“Oh, yes. He’s always with us, you see, living next door and that. He knows all the best places to fish, and he can build the most splendid castles with moats and secret passages and no end!”

The Duke turned his handsome head and smiled indulgently at Wiggins. “I bet he can’t shoot or play cricket much, or ride anything but a bike. You can’t remember father, Wiggins; he was a soldier, you know, and he used to say: ‘Ride straight, shoot straight, and speak the truth, and you’ll be a gentleman, sonny.’ An officer and a gentleman. I remember though it’s so long ago.”

The Duke’s eyes grew soft. He had loved that big handsome father of his with the uncomprehending, admiring love of a little-noticed child. The little daughter had been everything to Captain Burton, yet the Duke cherished his memory and rendered him a devotion greater than that he gave to the mother who understood him; a devotion which Mary took care should never be disturbed by any word of hers.

As Captain Burton lay dying he had lifted his weak arms and dragged her head down close to his face.

“Don’t tell the boys,” he whispered. “Let them think the best of me. Duke is a fine chap; he’ll make it up to you. I’ve been a beast and a fool, but I always loved you, Mary. Promise you won’t tell the boys.”

And Mary promised.

The Duke was a singularly handsome boy, with grave, beautiful manners. He never looked untidy or slovenly. Like his mother, he wore his clothes in such a way that he always seemed better and more suitably dressed than other people.

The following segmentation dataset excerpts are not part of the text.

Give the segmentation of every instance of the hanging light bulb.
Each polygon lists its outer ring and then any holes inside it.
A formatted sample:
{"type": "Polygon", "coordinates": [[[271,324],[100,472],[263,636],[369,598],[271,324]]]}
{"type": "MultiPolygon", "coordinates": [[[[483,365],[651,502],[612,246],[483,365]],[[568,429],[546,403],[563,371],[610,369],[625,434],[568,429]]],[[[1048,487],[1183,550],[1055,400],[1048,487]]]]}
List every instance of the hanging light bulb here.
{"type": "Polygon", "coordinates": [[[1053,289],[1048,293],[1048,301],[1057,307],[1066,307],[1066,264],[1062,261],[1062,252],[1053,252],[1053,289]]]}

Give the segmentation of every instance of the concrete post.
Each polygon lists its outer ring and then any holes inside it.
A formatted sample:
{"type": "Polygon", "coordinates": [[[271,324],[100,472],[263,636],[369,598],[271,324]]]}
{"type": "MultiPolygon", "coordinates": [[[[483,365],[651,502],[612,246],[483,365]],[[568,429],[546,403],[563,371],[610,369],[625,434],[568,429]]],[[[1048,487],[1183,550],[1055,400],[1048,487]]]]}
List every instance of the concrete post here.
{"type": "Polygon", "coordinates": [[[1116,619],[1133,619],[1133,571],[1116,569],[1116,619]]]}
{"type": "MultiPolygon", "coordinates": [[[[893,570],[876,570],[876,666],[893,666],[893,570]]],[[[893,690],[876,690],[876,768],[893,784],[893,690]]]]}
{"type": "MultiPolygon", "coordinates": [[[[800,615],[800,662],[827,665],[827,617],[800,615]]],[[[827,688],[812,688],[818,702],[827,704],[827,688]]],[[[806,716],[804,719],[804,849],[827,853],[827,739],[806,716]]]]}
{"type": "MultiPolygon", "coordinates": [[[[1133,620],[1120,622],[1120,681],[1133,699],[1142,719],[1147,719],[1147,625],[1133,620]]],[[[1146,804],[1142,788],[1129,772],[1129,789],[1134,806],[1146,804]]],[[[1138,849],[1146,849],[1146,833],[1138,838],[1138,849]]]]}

He was rather a silent person, but gave one the impression that he was silent from choice, not because he had nothing to say.

He was very unmistakably a member of the “classes,” and though exceedingly urbane and gracious to what he was pleased to call mentally his “inferiors,” he was so because it would be ungentlemanly to be otherwise.

He would gravely assist a fishwife to raise her heavy creel to her shoulders, and lift his cap to her with a Hyde Park flourish when she started on her way. But he did so because he considered it the duty of a gentleman to assist women—not as Wiggins would have done, from a friendly interest in that particular fishwife. Slim, tall, and aristocratic, with oval face, straight nose, and big brown eyes, the Duke was a noticeable boy anywhere, and Mary was immensely proud of him.

He was good at most games, and quick to learn. He ferreted out a pony in the next village and rode about the country, to the admiration of the natives. He golfed on the gentlemen’s links and played a very good game for his age. He went fishing with the minister and Wiggins, and he bicycled with his mother.